O CFP salienta assim que "na falta de detalhe suficiente sobre a natureza e montantes das medidas concretas subjacentes ao PRR, o cenário do PE2021 contempla riscos descendentes diretamente ligados à implementação do Plano, os quais decorrem do perfil temporal assumido para a aplicação dos fundos, da existência e exequibilidade de projetos de investimento que permitam a absorção dos fundos na economia, assim como da natureza produtiva desses investimentos".
Leão agarra-se aos milhões do Plano de Recuperação
Antes do parecer do CFP, ontem à hora de almoço, João Leão fez uma apresentação muito rápida do PE e com direito a poucas perguntas dos jornalistas para revelar algumas destas novas previsões. E destacou um número em particular: "o impulso macroeconómico do PRR ao longo dos cinco anos do Programa de Estabilidade é de 22 mil milhões de euros".
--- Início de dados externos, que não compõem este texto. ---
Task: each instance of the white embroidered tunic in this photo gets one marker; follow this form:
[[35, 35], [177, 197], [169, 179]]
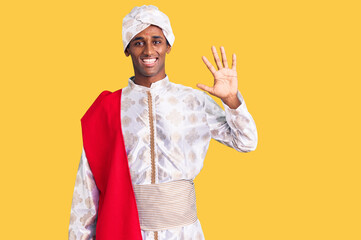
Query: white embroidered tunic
[[167, 129]]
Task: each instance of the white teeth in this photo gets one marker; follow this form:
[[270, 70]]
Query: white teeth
[[149, 60]]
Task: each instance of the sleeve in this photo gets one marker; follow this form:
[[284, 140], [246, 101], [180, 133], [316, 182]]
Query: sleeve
[[233, 127], [84, 207]]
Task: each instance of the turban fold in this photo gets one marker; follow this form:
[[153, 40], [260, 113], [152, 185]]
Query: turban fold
[[142, 17]]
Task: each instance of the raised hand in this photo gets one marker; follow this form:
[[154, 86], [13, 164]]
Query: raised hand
[[225, 79]]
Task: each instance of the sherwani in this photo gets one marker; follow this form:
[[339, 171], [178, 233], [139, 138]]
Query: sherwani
[[167, 129]]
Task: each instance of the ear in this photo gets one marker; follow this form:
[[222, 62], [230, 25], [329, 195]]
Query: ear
[[169, 48]]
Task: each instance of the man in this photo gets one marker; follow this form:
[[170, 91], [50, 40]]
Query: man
[[164, 133]]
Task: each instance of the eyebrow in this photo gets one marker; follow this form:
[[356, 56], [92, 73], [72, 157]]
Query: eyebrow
[[141, 38]]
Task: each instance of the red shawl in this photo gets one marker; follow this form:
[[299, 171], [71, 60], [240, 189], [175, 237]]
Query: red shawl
[[104, 147]]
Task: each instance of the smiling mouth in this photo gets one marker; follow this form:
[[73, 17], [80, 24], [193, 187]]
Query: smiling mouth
[[149, 61]]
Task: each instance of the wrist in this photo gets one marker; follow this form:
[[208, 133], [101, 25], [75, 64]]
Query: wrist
[[232, 101]]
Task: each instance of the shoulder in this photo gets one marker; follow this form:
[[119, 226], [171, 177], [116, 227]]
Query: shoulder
[[103, 101]]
"Com base na informação disponibilizada pelo MF, o CFP estima que o PE2021 tenha implícito um rácio do acréscimo no PIB até 2025 (face ao cenário em políticas invariantes) no montante total das medidas do PRR de cerca de 1,4" e assim o ministério "estima que no final do horizonte de previsão o PIB seja cerca de 3% superior" face a uma situação em que não havia plano de recuperação.
Ainda segundo o CFP, "o crescimento esperado pelo MF para 2021 encontra-se alicerçado em contributos positivos da procura interna, de 2,9 pontos percentuais (p.p.), e das exportações líquidas, de 1,1 p.p.".
"A dinâmica projetada pelo ministério para a procura interna resulta da recuperação da generalidade das componentes, nomeadamente do consumo privado (2,8%), da Formação Bruta de Capital Fixo (FBCF ou investimento fixo) (4%) e do consumo público (1,7%)".
O Conselho nota que "as previsões do MF apontam para um ritmo de crescimento do consumo privado e da FBCF mais elevado que o previsto pelas restantes instituições, enquanto a taxa de variação esperada para o consumo público é inferior".
Já "a recuperação das exportações líquidas [exportações menos importações] no cenário do MF reflete um aumento no ritmo das exportações de bens e serviços para 8,7%, superior ao aumento das importações para 5,4%".